Something’s missing in thriller ‘It Comes at Night’

Found-footage movies have been a staple of horror cinema for years.

“It Comes at Night,” though, feels like the start of a new genre: the lost-footage movie.

The psychological thriller, about two families struggling to survive an unnamed apocalypse, is basically an M. Night Shyamalan release that’s missing a twist, a big reveal or, really, even an ending.

A mysterious illness is sweeping the planet, or at least New York City. It’s hard to say. Information is scarce, for the characters and the audience.

Before you even know why, Paul (Joel Edgerton) and his 17-year-old son, Travis (Kelvin Harrison Jr.), load Travis’ sickly grandfather into a wheelbarrow and push it into the woods, where Paul shoots him in the head, wraps the body in a tarp, shoves it in a pit and sets it on fire, sending black smoke billowing into the trees.

From that point on, Travis is ravaged by nightmares.

He’s even more unsettled when a stranger (Christopher Abbott) breaks into their heavily fortified home in search of food for his starving wife (Riley Keough) and young son. After tying the intruder, who says his name is Will, to a tree overnight, Paul eventually believes his story and invites Will’s family to move into his home. After all, they can pool their scarce resources, and there’s strength in numbers.

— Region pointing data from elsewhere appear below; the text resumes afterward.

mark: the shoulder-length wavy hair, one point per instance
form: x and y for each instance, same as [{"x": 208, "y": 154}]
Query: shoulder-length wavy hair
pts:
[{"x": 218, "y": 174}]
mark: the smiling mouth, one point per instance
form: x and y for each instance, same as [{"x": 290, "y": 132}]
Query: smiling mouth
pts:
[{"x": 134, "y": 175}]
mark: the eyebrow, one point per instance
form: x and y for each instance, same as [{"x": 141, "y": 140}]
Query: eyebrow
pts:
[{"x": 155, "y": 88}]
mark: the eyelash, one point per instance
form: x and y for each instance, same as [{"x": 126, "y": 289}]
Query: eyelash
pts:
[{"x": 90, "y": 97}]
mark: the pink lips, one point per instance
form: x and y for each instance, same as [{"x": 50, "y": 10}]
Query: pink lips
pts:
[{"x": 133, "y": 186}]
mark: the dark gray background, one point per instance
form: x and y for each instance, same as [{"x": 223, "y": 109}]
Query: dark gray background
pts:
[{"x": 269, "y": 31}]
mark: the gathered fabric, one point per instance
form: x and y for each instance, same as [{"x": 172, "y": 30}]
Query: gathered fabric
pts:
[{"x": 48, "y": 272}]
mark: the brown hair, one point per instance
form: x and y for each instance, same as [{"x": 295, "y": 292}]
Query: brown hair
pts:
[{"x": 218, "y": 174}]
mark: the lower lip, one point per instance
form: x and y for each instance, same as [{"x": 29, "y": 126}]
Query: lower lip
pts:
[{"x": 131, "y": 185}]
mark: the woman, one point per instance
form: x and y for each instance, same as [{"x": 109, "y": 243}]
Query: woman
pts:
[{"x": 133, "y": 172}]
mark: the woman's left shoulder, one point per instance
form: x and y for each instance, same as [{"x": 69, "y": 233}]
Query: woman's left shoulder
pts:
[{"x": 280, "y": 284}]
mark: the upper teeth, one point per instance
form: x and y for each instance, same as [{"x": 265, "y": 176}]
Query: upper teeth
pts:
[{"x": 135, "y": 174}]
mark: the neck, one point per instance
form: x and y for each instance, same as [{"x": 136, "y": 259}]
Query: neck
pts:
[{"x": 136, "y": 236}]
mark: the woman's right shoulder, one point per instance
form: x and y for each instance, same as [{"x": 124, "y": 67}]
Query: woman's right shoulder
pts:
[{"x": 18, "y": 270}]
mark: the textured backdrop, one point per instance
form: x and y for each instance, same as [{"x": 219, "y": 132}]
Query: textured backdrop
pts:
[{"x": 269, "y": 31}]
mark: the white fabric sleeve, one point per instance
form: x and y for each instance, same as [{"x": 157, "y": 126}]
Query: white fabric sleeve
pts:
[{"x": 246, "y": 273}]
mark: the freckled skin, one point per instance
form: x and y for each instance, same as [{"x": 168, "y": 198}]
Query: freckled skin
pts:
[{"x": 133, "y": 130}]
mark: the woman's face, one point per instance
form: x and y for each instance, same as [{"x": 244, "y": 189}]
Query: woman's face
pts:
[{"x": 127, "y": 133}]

Still, Paul warns his wife (Carmen Ejogo) and Travis, “You can’t trust anybody but family, as good as they may seem.”

Cooped up alongside strangers, with mounting fears of what’s happening outside their locked doors, anxiety and paranoia soon set in. And writer-director Trey Edward Shults (“Krisha”) does a fine job of establishing a creepily foreboding atmosphere. But throughout its brief 97-minute run time, “It Comes at Night” seems to be building to something that simply isn’t there. If movies were still shown on film, you’d swear the final reel was missing.

If you see “It Comes at Night,” go in the afternoon, when tickets are cheaper. And bring a friend — or a whole group of them. Because you’ll definitely want to talk about what you did or didn’t see.